After the crippling of the Fukushima nuclear power plant following the devastating March 2011 earthquake, Japan has seen a drastic reduction in its use of nuclear power. Only two reactors remain online as concerns over safety and public sentiment convinced the government to shut many other reactors down. There are signs, however, that widespread nuclear energy production may return to the world’s third largest economy in the coming months, with applications by nuclear operators over restarting the reactors now subject to review.
With advanced nuclear capabilities, Japan is widely believed to have the necessary capacity and technology to develop nuclear weapons should it so desire. At this moment in time, such a development is highly unlikely. As the only country to experience the horror of nuclear attack (during the bombings of Hiroshima and Nagasaki that ended WWII), there is strong anti-nuclear proliferation sentiment in the country. Furthermore, Japan remains restricted by its post-WWII constitution, partly drafted by the Americans to prevent a repeat of Japanese power projection across the East Asia region.

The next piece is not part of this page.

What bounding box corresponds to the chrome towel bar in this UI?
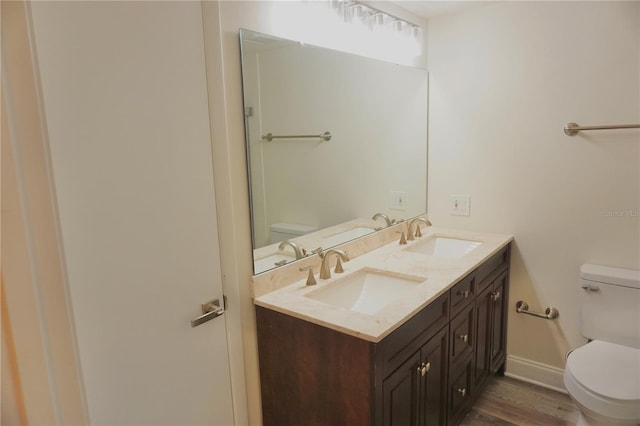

Long-standing social norms, historical memory and constitutional limitations seem to rule out Japan becoming the latest nuclear power. However, there are intimations that such a development is no longer as ludicrous as it once seemed. As North Korea recklessly plunders on with its own nuclear programme, and China continues to develop its naval capabilities to challenge Japanese sovereignty in the East China Sea, there have been some calls within Japanese nationalist circles to pursue a more rigorous defence. Some observers even believe Japan is pursuing a secret nuclear weapons policy aimed at stockpiling plutonium for future manufacture of warheads.
Japan already has anti-nuclear and ballistic missile defences, jointly developed with the USA, which provides some security against a nuclear attack. Nevertheless, some argue this is not as great a deterrent as actually owning nuclear weapons. If North Korea makes further steps towards nuclearisation and China increases its aggression in defending what it perceives as its territory, the potential for “nuclear fever” to spread across East Asia, drawing in other non-nuclear weapons states like South Korea and Taiwan, is not unthinkable.
Despite its ageing population, fewer and fewer Japanese now have a personal connection with WWII and the horrors wrought by the atom bombs. Whilst anti-nuclear sentiment remains more embedded in Japanese culture than in other nations, times are changing and regional security dilemmas help to fuel anxiety and policy change. The LDP government of Shinzo Abe, a hawkish conservative gaining in popularity, may yet listen to nationalist agitators and reconsider the military nuclear option. Although undoubtedly still some way off, as Japan’s nuclear reactors come back on line, questions will be raised within and outside the country about what other uses they may be put to.